2.4. Bioavailability study in vivo

2.4.1 Animals

Male FVB mice (22–27g, 8–10 weeks old) were from Harlan Laboratory (Indianapolis, IN) and kept in an environmentally controlled room (temperature: 25 ±2°C, humidity: 50±5%, 12 h dark-light cycle) for at least 1 week before the experiments. The mice were fed with non-soy food (AIN 76A) for at least one week before the experiments and were fasted overnight before the date of the experiment. This enabled daidzein to be used as the internal standard.

2.4.2 Experimental design

The animal protocols used in this study were approved by the University of Houston’s Institutional Animal Care and Uses Committee.

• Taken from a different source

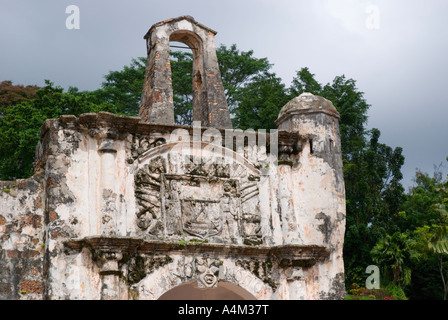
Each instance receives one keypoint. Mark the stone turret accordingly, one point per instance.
(209, 102)
(316, 181)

Mice were fasted for 12 h with free access to water prior to the pharmacokinetic study. Two groups of mice were treated as following: i.v. injection of 10 mM genistein solution [prepared in a solution of 100 mM sodium bicarbonate: PEG 300 (7:3) (pH 9.5)] was administrated through lateral tail vein at dose of 20 mg/kg. Genistein was evenly dispersed in oral suspension vehicle and then given orally to mice at the same dose (20 mg/kg). After the mouse was anesthetized with isoflurane gas, its tail was snipped near the tip of the tail to allow the collection of blood samples. Blood samples (20–25 µl) were collected in heparinized tubes at 5, 15, 30, 60, 120, 240, 360, 480, and 1440 min after an i.v. administration, or 15, 30, 60, 90, 120, 150, 180, 240, 360, 480, and 1440 min after an oral administration, respectively. The blood samples were stored at −20°C until analysis.

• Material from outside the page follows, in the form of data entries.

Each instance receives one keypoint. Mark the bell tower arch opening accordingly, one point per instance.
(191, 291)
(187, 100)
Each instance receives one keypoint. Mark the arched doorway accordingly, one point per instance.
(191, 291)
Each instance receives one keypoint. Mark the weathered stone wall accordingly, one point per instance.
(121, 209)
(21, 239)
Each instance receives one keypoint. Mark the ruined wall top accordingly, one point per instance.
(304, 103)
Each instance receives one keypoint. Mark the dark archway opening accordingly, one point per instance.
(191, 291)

2.4.3 Blood sample preparation

The blood sample (20 µl) was spiked with 100 µl of I.S. (daidzein in acetonitrile, 3µM). The mixture was vortexed for 1 min. After centrifugation at 15,000 rpm for 15 min, the supernatant were transferred to a new tube and evaporated to dryness under a stream of nitrogen. The residue was reconstituted in 100 µl of 15% acetonitrile aqueous solution and centrifuged at 15,000 rpm for 15 min. 10 µl of supernatant were injected into the UPLC-MS/MS system for quantitative analysis.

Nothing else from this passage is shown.